Los dioses guardianes

Barbara Wood

Fragmento

Egipto: El presente

EGIPTO: EL PRESENTE

Se detuvo en el oscuro corredor para secarse el sudor de los ojos y pensó: «De modo que morir es eso...».

Había hecho un buen trecho a rastras, utilizando el brazo sano, medio reptando, medio deslizándose hacia el fondo de un pozo que medía treinta metros, y estaba seguro, sin tener que recurrir a una linterna, de que se hallaba cerca de la antesala; el aire olía a rancio.

Se hallaba tumbado boca abajo, el sudor iba goteando en su frente y notaba un agudo dolor en el hombro derecho, donde le habían acuchillado el brazo. La extremidad ahora colgaba, pues el hueso estaba prácticamente partido, y de vez en cuando rozaba las paredes de toscos cantos del estrecho pozo. Era el único que quedaba de la expedición; los otros seis habían muerto. Era el último miembro vivo, y consciente de que le quedaba poco tiempo. Iba a morir, a soportar una larga agonía, pero no le importaba. Lo único que tenía importancia para él en aquel momento, antes de que los demonios lo agarraran, era llegar a los ataúdes. Luego todo habría acabado.

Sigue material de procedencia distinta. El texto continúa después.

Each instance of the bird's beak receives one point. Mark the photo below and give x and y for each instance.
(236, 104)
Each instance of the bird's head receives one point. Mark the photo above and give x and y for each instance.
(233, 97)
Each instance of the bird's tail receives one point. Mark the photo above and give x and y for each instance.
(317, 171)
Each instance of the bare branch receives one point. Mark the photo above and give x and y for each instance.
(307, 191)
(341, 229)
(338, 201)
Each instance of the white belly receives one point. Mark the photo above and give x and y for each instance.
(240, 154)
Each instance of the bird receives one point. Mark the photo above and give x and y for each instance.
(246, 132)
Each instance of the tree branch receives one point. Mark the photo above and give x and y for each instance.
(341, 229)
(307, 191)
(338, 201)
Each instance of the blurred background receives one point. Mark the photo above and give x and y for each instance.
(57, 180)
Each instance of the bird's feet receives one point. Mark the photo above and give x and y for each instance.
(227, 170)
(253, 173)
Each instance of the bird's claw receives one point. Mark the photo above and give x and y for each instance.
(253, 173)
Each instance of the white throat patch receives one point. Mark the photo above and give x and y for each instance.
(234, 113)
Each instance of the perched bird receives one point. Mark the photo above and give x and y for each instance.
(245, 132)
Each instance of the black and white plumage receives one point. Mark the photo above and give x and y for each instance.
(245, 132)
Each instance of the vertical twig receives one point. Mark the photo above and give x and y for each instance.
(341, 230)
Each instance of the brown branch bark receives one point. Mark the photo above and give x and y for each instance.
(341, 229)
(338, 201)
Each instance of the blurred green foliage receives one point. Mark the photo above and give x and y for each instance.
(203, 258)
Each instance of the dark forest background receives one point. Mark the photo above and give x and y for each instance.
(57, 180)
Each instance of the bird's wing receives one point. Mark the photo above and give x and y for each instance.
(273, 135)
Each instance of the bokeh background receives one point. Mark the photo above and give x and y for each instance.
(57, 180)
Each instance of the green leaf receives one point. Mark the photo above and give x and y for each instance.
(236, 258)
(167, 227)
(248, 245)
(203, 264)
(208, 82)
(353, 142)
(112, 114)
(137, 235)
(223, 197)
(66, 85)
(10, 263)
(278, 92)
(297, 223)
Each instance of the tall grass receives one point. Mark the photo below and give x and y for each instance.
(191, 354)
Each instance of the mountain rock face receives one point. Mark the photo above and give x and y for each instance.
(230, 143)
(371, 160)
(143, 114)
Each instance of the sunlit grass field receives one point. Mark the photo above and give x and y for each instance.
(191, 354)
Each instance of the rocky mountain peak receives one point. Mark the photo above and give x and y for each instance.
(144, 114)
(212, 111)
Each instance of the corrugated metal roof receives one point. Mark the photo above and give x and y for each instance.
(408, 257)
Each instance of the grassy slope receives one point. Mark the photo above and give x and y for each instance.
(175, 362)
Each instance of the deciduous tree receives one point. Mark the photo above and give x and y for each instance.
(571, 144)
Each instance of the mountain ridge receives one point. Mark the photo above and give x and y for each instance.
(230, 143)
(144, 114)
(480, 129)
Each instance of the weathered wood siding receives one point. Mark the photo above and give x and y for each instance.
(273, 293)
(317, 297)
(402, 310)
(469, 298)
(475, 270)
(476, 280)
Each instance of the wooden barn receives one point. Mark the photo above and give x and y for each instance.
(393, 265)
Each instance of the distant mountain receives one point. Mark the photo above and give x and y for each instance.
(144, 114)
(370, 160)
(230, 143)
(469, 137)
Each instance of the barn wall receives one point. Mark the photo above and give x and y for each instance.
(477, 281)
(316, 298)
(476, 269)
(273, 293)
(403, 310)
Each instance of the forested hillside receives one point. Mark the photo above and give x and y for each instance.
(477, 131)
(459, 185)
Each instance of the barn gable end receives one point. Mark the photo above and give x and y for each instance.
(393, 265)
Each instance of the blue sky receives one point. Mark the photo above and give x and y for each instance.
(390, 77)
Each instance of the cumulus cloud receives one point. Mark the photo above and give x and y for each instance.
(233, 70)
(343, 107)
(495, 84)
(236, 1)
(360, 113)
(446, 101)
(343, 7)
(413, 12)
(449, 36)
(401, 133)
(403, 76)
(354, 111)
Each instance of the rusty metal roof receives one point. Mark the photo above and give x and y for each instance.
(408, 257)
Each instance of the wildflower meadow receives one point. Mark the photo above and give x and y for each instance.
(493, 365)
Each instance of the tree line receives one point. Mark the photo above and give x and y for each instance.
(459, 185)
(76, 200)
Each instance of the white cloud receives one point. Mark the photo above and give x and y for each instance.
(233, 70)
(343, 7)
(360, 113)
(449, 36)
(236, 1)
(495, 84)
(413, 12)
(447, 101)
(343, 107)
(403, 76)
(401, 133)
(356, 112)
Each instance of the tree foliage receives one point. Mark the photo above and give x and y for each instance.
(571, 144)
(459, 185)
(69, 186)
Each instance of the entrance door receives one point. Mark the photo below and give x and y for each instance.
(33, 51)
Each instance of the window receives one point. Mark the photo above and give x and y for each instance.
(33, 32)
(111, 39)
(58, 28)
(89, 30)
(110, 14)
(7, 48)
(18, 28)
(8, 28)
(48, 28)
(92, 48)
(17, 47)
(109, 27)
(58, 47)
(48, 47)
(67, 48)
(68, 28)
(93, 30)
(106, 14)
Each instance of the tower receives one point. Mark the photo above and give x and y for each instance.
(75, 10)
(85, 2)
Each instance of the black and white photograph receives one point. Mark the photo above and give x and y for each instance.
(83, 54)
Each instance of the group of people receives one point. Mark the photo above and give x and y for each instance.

Consciente de que se iba acabando el tiempo, apretó rabiosamente los dientes, se apoyó en el brazo sano y cubrió a rastras los últimos metros.

De pronto le falló el suelo y cayó en la oscuridad. El frío suelo de piedra de la antesala se levantó y le golpeó, cortándole la respiración. Se quedó un instante tumbado de costado, aturdido, con los labios extendidos en un mudo gesto agónico.

«Voy a quedarme así —pensó—, y moriré. Qué fácil sería...»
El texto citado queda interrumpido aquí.